Fez apresentações na Alemanha e no Estado do Pará. Atuou como Backing Vocal de cantores de reggae internacional, como Erick Donaldson e Judy Boucher.
Em 1999, Célia Sampaio partiu para a carreira solo. Abandonando a banda de reggae, passou a integrar o Projeto Nordeste, fazendo a abertura do show de Rita Ribeiro no Sesc Pompéia, no Estado de São Paulo. Esse show foi importante para a divulgação de sua carreira, pois com ele ganhou visibilidade diante de outros artistas da música brasileira, como Virginia Rodrigues, Mestre Ambrósio, Leci Brandão, Chico César e Nação Zumbi.
No ano de 2009, participou do show SOS Maranhão realizado pela cantora Alcione, sua conterrânea, que foi um movimento solidário para com as pessoas que tiveram suas casas devastadas pelas chuvas no Estado.

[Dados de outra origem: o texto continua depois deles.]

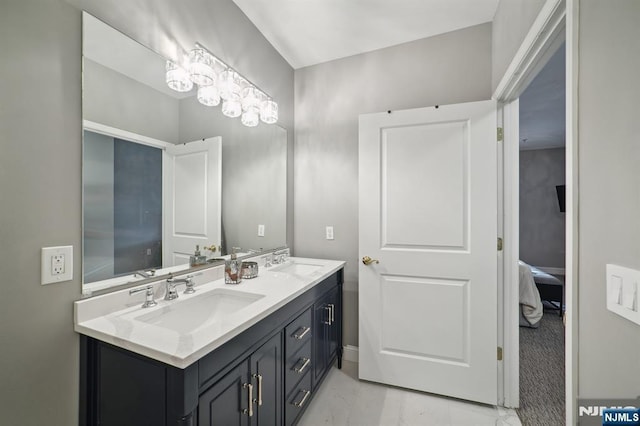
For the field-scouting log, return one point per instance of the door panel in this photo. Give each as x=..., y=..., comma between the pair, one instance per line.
x=428, y=214
x=192, y=188
x=440, y=168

É importante ressaltar que, também em 2009, Célia Sampaio lançou a coletânea Oyá, que traz as melhores músicas gravadas pela artista no decorrer de sua trajetória musical.

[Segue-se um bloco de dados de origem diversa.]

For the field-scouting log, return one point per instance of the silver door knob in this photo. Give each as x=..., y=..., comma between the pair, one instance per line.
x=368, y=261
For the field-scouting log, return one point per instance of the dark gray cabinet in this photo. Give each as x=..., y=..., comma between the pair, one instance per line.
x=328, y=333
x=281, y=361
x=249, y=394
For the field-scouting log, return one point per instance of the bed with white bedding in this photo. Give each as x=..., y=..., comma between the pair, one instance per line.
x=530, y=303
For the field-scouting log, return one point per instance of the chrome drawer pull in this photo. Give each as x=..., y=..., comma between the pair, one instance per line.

Em 2011, Célia Sampaio foi homenageada no I Troféu Black Power, realizado no Circo da Cidade, onde estiveram presentes e foram premiados os grandes nomes do reggae do Maranhão.
No dia 14 de janeiro de 2012, ela venceu a 8ª Mostra de Música do Bloco Afro Akomabu, por sua interpretação da canção Negro Axé, de Marco Duailibe e Henrique Duailibe.

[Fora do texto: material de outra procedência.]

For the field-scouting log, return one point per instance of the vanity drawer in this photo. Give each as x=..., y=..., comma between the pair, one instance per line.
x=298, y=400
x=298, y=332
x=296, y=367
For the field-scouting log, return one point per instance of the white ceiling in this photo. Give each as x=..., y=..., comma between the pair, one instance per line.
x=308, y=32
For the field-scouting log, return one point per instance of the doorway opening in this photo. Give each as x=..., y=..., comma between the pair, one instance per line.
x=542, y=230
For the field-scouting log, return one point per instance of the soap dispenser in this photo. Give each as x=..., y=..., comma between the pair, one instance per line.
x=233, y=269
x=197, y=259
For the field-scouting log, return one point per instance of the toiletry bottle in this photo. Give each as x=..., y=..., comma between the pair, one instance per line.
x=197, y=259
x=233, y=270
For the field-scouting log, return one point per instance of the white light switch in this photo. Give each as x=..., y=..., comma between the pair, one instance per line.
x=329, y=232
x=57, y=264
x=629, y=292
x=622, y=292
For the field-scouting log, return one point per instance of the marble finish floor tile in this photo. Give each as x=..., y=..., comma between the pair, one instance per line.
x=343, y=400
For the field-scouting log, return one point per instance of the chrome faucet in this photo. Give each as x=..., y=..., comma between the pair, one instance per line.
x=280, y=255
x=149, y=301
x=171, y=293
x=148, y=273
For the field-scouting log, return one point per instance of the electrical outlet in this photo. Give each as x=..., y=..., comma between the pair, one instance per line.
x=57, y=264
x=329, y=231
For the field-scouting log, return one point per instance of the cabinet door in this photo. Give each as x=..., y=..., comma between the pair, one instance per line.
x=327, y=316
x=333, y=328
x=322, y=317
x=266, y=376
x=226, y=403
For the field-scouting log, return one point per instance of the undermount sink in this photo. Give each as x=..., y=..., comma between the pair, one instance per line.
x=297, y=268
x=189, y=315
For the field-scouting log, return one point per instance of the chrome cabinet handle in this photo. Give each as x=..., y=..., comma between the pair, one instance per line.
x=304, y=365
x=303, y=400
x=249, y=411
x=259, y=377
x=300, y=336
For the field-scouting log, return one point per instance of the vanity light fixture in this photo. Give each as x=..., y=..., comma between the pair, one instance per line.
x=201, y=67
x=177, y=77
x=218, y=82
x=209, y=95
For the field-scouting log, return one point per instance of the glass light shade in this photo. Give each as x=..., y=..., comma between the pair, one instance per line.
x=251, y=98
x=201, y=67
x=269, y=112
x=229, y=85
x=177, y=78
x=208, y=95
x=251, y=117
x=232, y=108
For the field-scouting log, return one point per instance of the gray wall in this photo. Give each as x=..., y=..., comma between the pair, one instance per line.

Foi uma das homenageadas no carnaval de 2012 pela escola de samba “Unidos de Ribamar”. O enredo falava sobre o bairro da Liberdade, maior quilombo urbano das Américas, onde Célia Sampaio nasceu e viveu a maior parte de sua vida.
Em 19 janeiro de 2013, venceu com a canção Raça Bomba o 12º Festival Maranhense de Música Carnavalesca, promovido pelo Sistema Mirante, levando os prêmios de "Melhor Música" e "Melhor Intérprete".
Pela Negro Axé Produções participou dos shows Negro Axé (agosto/2013), Canto pra Iansã (dezembro/2013), Aos Nossos Mestres (março/2014) e Coisas Nossas (agosto/2014). Foi também a Negro Axé que produziu o show CRIOULA, que comemorou os 50 anos de idade e 25 anos de carreira da cantora, em julho do corrente ano.
REGGAE NO MARANHÃO
São Luís do Maranhão, capital do Maranhão, é a cidade brasileira que tem o maior consumo do reggae roots, o reggae de raízes. Por isso, a cidade foi apelidada de Jamaica Brasileira. Desde o final da década de 70, o reggae invadiu o Maranhão por meio dos rádios sintonizados em ondas curtas, costume do povo local para poder ouvir os sons que vinham do Caribe). Chegou até as radíolas, verdadeiros paredões em equipamentos de som que agitam as festas até hoje. O ritmo é um fenômeno que não para de crescer. No Maranhão, o reggae e as famosas radiolas se tornaram parte da cultura, totalmente enraizados no coração de São Luís.